Note: This is an approximate problem. There is no exact solution. You must find the most optimal solution. Please, take a look at the sample explanation to ensure that you understand the problem correctly.

Given a set of N nodes, where each node has a character A[i] associated with it. A[i] can be either an opening bracket ( or a closing bracket ). Construct a tree using N nodes numbered 1 to N such that the value of the given function Z is maximized.

$Z = \sum_\limits{i = 1}^{i = N} [\sum_\limits{j = i + 1}^{j = N}[F(i,j)]]$, where $F(i,j)$ = Length of the longest balanced parenthesis substring on the simple path between node i and node j.

A string is said to be balanced if

• Empty string is a balanced string.
• if $s$ is a balanced string, then $(s)$ is also a balanced string.
• if $s$ and $t$ are balanced strings, then $st$ (concatenation of $s$ and $t$) is also a balanced string.

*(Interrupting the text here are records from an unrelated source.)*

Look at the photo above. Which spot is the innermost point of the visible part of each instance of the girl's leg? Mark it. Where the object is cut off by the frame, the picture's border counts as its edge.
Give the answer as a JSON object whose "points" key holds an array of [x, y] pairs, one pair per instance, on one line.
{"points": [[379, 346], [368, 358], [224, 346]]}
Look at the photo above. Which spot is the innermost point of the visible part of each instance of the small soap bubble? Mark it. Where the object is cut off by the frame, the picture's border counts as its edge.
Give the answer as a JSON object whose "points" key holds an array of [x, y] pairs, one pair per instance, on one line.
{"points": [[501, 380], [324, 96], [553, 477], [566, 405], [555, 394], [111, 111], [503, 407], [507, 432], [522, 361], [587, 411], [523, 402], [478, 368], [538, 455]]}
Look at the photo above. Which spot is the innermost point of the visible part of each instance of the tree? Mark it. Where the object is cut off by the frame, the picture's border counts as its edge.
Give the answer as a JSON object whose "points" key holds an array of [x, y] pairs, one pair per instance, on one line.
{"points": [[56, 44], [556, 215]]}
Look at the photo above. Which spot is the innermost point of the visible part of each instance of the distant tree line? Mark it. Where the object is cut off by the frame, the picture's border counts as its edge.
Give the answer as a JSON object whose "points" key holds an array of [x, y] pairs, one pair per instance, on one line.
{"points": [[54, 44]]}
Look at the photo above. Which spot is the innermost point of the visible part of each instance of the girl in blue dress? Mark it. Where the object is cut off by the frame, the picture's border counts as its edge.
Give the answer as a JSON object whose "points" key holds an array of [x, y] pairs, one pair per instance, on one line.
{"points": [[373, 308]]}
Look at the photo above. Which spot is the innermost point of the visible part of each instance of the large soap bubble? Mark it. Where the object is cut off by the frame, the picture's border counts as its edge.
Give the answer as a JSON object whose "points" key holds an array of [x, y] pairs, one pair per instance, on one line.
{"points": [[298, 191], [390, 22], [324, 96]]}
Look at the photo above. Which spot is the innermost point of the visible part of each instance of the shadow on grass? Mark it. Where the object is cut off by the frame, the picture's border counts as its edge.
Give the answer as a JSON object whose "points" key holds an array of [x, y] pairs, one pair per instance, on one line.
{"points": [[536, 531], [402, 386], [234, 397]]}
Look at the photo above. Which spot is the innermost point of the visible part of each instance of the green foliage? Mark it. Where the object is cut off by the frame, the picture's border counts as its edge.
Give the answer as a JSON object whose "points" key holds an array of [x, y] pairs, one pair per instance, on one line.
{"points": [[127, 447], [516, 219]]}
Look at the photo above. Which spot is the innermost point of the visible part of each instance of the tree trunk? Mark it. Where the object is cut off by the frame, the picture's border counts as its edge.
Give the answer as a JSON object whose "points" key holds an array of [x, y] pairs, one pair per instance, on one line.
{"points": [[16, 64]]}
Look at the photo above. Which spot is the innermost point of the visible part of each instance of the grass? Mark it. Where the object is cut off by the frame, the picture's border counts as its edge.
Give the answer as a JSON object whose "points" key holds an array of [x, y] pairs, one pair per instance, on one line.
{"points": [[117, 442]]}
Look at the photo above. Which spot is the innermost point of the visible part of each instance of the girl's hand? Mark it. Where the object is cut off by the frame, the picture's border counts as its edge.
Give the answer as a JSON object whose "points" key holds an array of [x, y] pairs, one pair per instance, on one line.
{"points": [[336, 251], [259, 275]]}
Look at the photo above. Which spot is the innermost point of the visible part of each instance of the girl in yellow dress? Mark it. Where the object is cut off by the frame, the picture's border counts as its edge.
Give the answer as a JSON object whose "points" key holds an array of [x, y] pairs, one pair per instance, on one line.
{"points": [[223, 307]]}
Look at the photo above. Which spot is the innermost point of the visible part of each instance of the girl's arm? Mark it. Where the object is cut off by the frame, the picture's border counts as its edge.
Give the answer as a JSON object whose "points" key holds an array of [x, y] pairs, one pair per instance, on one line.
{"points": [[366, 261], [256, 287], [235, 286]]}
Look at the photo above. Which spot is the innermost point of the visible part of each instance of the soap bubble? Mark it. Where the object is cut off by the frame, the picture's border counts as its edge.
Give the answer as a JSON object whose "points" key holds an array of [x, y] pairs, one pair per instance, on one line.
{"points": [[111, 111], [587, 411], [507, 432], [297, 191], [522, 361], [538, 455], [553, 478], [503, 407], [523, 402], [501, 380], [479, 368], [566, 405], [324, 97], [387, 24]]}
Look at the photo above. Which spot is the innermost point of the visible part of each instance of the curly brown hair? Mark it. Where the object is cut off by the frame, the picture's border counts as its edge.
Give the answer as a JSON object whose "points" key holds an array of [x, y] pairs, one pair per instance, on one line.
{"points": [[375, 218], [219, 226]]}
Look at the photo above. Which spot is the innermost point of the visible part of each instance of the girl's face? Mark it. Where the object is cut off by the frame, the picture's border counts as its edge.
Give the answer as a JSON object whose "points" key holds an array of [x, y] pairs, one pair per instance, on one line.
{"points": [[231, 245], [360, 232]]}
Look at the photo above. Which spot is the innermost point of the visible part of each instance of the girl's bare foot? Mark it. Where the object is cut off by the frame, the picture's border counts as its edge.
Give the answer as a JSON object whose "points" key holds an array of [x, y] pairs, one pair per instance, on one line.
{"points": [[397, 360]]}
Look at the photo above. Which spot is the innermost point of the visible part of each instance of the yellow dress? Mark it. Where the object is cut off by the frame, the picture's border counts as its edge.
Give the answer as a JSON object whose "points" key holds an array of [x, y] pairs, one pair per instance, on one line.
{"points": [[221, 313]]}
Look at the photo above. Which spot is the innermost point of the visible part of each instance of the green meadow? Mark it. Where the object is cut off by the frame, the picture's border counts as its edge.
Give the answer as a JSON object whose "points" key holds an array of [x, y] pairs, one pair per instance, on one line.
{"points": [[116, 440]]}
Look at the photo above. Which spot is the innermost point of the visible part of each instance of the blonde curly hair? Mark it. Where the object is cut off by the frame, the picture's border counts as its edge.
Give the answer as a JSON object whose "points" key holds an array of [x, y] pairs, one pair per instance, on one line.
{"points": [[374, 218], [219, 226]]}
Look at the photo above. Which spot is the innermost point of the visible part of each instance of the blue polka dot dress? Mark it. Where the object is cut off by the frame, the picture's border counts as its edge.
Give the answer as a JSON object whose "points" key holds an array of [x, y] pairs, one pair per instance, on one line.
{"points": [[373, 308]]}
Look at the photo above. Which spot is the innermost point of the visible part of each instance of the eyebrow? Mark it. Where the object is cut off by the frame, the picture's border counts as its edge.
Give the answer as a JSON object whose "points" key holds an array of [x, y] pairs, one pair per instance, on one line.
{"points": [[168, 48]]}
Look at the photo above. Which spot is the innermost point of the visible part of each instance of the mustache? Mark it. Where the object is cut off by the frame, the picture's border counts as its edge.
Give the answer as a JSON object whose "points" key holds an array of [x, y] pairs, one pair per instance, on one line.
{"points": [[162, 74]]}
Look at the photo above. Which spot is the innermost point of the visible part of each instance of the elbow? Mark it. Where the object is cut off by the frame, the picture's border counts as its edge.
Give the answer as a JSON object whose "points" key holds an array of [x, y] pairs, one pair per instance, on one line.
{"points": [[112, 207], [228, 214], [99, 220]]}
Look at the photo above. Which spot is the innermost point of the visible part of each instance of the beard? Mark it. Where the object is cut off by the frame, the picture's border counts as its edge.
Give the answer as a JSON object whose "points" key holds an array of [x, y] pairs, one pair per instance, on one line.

For example : (())) is not balanced as last closing bracket is unmatched.

Input format

• The first line contains an integer N denoting the number of nodes in the tree.
• The next line contains a string $A$ of length $N$ where each character denotes the value of each node i.e. A[i].

Output format

• Print N - 1 lines where each line contains
  • Two space-separated integers a, b denote an edge between nodes a and b in the tree. 

Constraints

$2 \le N \le 500$

Verdict and Scoring

• Z is the score for each test case.
• If the output is not a tree or contains any invalid entry, then you will receive a Wrong Answer verdict.